Academics and creative firms join together to showcase work
Times Higher Education reviews REACT By Matthew Reisz
AHRC-funded festival flags up an astonishing variety of collaborative projects.
There were many strange things to be seen when “a three-day festival of arts, humanities and new ideas” took over the complex consisting of Bristol’s old fire station, magistrates’ court and police station earlier this month.
In a pop-up cemetery, people chalked up their preferred epitaphs: “She got shit done”, “A plot at last” or “Here be maggot food”. A specially created library featured initiatives exploring the future of the book, while a bedroom gave people an opportunity to design their own “intimate objects”.
Outside in a playground and enchanted garden one could find a rocket, a wonky Wendy house and a swing that put on a dramatic lighting display as soon as one sat down on it. Inside the buildings, one could visit a little theatre to listen to recorded memories of actors, audiences and staff at the Bristol Old Vic.

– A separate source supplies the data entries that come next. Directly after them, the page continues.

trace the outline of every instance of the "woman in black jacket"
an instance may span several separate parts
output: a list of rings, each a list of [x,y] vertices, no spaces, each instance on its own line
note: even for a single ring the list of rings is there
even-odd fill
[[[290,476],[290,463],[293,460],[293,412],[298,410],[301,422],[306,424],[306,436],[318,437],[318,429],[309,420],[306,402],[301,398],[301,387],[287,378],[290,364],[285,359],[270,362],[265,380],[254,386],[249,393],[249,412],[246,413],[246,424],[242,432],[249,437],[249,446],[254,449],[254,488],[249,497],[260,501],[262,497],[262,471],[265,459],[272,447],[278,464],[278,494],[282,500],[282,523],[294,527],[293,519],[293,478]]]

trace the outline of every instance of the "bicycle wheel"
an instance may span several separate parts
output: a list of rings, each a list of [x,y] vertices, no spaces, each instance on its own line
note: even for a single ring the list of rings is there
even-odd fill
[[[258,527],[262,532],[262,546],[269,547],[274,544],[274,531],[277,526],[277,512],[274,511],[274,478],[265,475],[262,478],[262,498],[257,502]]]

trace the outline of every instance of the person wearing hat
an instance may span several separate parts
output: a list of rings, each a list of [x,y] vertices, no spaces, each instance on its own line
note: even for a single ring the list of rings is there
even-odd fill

The Rooms festival showcased a total of about 50 projects. All were created by academics and creative businesses, usually working in digital technologies, and nurtured and supported by REACT (Research and Enterprise in Arts and Creative Technology).
“Technology, academics and creative businesses are an interesting mix and may not be doing the kind of things you expect them to be doing,” says REACT director Jon Dovey, professor of screen media at UWE.
“The whole point was to create a new network of relationships. There are a whole lot of academics across the five universities and a whole lot of people in creative businesses who now know how to talk to each other, have interesting ideas in common, and can create projects or bids to make an impact in the world.”